Il résulte de tout ce qui précède que les conclusions présentées par M. A… à fin d’annulation doivent être rejetées.
Sur les conclusions à fin d’injonction sous astreinte :
Le présent jugement de rejet n’implique aucune mesure d’exécution et par suite, les conclusions à fins d’injonction et d’astreinte présentées par M. A… ne peuvent qu’être rejetées.
Sur les frais liés au litige :
Les dispositions de l’article L. 761-1 du code de justice administrative font obstacle à ce que l’Etat, qui n’a pas la qualité de partie perdante, verse à M. A… une somme au titre des frais exposés et non compris dans les dépens.
D E C I D E :
Article 1er : La requête de M. A… est rejetée.
Article 2 : Le présent jugement sera notifié à M. D… A… et au préfet du Nord.

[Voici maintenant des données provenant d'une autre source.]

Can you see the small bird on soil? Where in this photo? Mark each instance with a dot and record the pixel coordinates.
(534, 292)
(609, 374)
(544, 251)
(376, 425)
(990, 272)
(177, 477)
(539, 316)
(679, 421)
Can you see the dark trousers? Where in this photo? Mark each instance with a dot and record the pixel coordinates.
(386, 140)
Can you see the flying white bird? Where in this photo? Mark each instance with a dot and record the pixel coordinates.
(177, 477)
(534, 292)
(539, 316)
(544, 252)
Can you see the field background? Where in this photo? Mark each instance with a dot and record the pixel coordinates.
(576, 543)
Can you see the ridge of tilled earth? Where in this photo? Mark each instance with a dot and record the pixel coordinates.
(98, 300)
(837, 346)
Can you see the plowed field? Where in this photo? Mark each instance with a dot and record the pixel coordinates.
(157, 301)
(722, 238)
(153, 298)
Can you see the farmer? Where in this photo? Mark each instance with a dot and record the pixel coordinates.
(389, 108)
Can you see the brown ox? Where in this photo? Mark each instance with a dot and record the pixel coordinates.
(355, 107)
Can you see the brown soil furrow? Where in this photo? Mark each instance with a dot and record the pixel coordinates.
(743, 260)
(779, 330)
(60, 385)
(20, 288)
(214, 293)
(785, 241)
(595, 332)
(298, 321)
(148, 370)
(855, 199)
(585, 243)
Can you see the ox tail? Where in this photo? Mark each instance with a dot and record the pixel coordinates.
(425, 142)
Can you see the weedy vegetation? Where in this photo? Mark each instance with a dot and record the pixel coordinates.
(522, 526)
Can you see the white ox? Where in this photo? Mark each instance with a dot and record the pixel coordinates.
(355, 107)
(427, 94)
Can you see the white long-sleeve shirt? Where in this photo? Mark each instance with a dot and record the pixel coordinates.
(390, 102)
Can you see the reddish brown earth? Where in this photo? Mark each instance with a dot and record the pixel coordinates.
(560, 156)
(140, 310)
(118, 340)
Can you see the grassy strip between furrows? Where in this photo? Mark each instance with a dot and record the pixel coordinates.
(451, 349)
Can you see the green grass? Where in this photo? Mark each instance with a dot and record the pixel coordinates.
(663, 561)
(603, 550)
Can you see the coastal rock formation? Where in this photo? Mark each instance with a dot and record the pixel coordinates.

Copie en sera adressée pour information au ministre de l’intérieur.
Délibéré après l’audience du 5 septembre 2025, à laquelle siégeaient :
M. Terme, président,
M. Jouanneau, conseiller,
M. Pernelle, conseiller.
Rendu public par mise à disposition au greffe le 26 septembre 2025.
Le rapporteur,
Signé
S. Jouanneau
Le président,
Signé
D. Terme
La greffière,
Signé
A. Bègue
La République mande et ordonne au préfet du Nord en ce qui le concerne ou à tous commissaires de justice à ce requis en ce qui concerne les voies de droit commun, contre les parties privées, de pourvoir à l’exécution de la présente décision.